Home Renovations to Avoid If You’re Planning to Sell Your House

Home renovations are often done to suit the preferences of the homeowner. You can pretty much do whatever you want to make it a better place for you to live in. On the other hand, if you’re vaguely planning to put your house up for sale in the future, you can’t just think of your own preferences. You also have to think about the wants and needs of buyers looking for the various real estate listings in Sherbrooke and other areas in Canada.

The right renovations may not actually raise the price of the house for you to return your initial investment in the renovations. With the possible exception of putting in a new entry door, usually the increase in the price doesn’t recoup your expenses. However, your renovations can at least help you sell your home faster.

But did you know that in some cases, your renovations can really bring down the value of your home? Not only will your expensive changes result in a lower price for your house, but they can also make your house a lot less appealing for potential homebuyers. In some cases, it may even make your home unsellable.

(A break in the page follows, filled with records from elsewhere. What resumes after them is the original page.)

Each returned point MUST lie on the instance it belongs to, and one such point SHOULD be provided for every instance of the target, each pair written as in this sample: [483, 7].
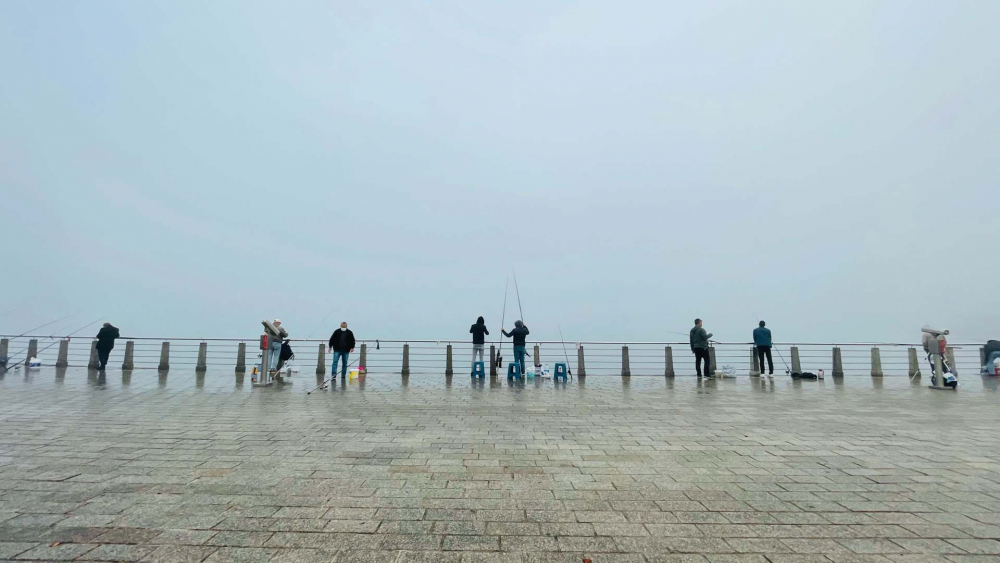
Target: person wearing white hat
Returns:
[275, 338]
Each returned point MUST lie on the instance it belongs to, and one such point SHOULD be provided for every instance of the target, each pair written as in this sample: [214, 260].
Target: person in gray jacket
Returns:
[699, 345]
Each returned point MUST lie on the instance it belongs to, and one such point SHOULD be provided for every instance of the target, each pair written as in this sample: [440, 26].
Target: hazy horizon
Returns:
[186, 169]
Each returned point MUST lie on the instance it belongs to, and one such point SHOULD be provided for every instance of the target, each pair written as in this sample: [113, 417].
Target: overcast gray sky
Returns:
[187, 168]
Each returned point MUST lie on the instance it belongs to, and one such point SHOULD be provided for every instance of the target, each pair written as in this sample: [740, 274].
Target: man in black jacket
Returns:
[479, 333]
[342, 345]
[105, 343]
[519, 334]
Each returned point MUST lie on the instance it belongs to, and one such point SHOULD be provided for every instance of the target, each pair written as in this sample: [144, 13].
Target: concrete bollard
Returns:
[63, 359]
[876, 363]
[32, 351]
[321, 360]
[241, 358]
[129, 362]
[914, 363]
[164, 357]
[202, 364]
[838, 363]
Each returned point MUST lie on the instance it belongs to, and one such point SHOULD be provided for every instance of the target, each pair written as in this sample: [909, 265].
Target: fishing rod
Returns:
[58, 341]
[563, 339]
[327, 380]
[36, 328]
[503, 318]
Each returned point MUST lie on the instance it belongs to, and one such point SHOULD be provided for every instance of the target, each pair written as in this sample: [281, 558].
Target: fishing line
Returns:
[57, 341]
[503, 318]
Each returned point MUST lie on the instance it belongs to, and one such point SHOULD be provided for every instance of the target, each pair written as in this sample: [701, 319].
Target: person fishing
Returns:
[276, 335]
[105, 343]
[699, 346]
[479, 334]
[762, 341]
[519, 334]
[342, 345]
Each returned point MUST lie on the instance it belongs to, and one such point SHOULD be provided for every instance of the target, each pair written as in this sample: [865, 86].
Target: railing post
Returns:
[876, 363]
[914, 363]
[129, 362]
[202, 364]
[32, 351]
[241, 358]
[93, 363]
[165, 358]
[63, 359]
[321, 360]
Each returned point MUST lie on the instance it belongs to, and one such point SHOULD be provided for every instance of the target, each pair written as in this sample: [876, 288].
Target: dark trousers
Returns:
[102, 356]
[699, 354]
[765, 352]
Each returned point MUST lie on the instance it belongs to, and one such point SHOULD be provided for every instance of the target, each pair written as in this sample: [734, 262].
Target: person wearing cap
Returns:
[342, 345]
[519, 335]
[275, 338]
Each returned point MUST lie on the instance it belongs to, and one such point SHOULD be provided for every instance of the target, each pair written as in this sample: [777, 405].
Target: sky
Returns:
[186, 168]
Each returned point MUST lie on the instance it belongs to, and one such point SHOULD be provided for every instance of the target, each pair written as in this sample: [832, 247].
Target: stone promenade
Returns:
[146, 467]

If you’re planning to sell your home a few years down the road, here are some renovation rules you want to keep in mind:

  1. Don’t renovate without a permit. Regardless of what changes you want to do to your house, you want to make sure you get the proper permits first. Many places require permits before you can make major (or even minor) renovations. When it’s time for you to sell, many buyers will ask for copies of the permits for any renovations you may have done. Some places may also require inspections of the house first before any home sale is finalized. If you’ve had some renovation done without any permit, you may be fined, and the renovation may even have to be torn down and redone before it can be resold.
  2. Don’t put in a swimming pool. Yes, in some places in North America there are warm places where swimming pools are expected and perhaps even desired. But that’s’ generally not true farther up north in Canada. That’s because pool maintenance represents a rather pricey proposition, and up north these pools have to be opened and closed every year. It’s more of an expensive hassle than an asset. If buyers want a pool, they can put in one themselves. But for the most part, you’ll just scare off potential homebuyers.
  3. Don’t put in too much color. Well, actually you can if you want. You can put any color on your walls because it’s your house. But when it’s time for you to sell your home, you have to get those walls repainted with neutral colors. The same is true for any furnishings or appliances with an unusual color.

This is because neutral colors aren’t objectionable to most people. With too much color, a negative reaction is much more likely. Even if they can repaint the walls, their emotional reaction to the objectionable colors can keep them from liking your house.

  1. Don’t convert your garage. While it may seem to make sense save money by converting a garage into additional living space, it’s not something most homebuyers want. This is especially true up north in Canada. The garage won’t really feel comfy as an extra bedroom, while most people want a garage so their car is protected during the cold winter months.

Just keep in mind that your renovations aren’t just for you, even if you own your house. You have to think long-term and consider the preferences of your potential homebuyers in the future. If you’re thinking about renovating to improve the value of your home—you better stop. If you’re renovating to simply satisfy your whims, you need to understand that you’re not just paying for the renovation expense. You’re also paying by reducing the value of your home.